My own experiences with Azukari so far have been good; being able to select the right Koi is important, as not all fish have the quality to improve in this kind of environment. A Koi with somewhat average qualities can be helped along when kept in an indoor pond with plenty of natural light and relatively steady growth, it allows the pigmentation to develop and keep what could be relatively low-class colour limping along. In a mud pond you can’t get away with this, UV penetration only breaks the surface of the water and the fast-paced growth will very quickly consume low quality pigmentation – to the extent that what went in as a Showa becomes a Shiro Utsuri in no time at all.

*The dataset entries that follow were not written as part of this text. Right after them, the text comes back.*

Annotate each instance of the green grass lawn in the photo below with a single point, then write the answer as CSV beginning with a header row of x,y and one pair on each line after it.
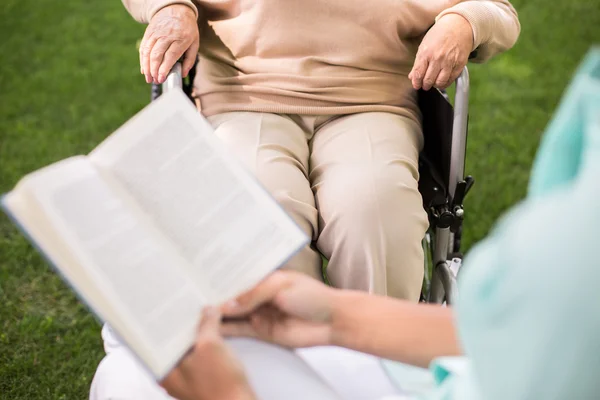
x,y
69,76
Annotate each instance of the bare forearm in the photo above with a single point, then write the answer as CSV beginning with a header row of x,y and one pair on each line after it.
x,y
144,10
393,329
495,24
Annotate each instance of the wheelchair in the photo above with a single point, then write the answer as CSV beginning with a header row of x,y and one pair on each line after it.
x,y
442,182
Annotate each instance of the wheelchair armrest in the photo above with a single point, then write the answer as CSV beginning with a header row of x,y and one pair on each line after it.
x,y
174,79
459,131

I’m always up for a challenge and I wanted to put my skills to the test and select a number of very small (15-19cm) tosai and have my own mud pond in which to grow them over the summer. After a discussion with the guys at NND (Nishikigoi Niigata Direct), I got them to agree to give me the chance to select from a pond of small Tategoi which would be the grade I required for this project. Furthermore, I managed to secure a mud pond in the mountains of Yomogihira to house them over the summer. The pond would be cared for by Makoto Tanaka (Marusho), but I was able to work on the feeding regime which I was keen to do.
The selection was done back in February and for me it was like being a kid in a candy shop being able to select through such a pond of Koi. Varieties available were Kohaku, Sanke, Showa, Ginrin Showa and Kikusui. After spending a couple of hours going through the pond I selected 50pcs, the maximum capacity for my mud pond. Each fish was then measured and photographed before being moved to their new home until they would be released to the mud pond in June.
Having selected the Koi at around 15-17cm on average, I am expecting to harvest them at around 35-40cm. A growth rate of around 20cm per fish is more than achievable with smaller tosai over the 5month growing period. What this extreme growth also does is completely change how most of the Koi will look. Small Showa are the best example I can give here; as you will see from some of the pictures it doesn’t look like they have much shiroji (white skin) and have too much underlying sumi. This is not the case because this appearance is caused by the fact that the white skin is very translucent at this age – and with the growth spurt will come an increase in skin thickness, pattern movement and more body mass. So, the overall look of the pattern will change and the areas where it looked, as if it would all be sumi become areas of shiroji. Ultimately you can’t be too critical with them at this stage and really just assess the qualities that are in front of you; after the harvest when the Koi are nisai it’s time to re-assess with new criteria.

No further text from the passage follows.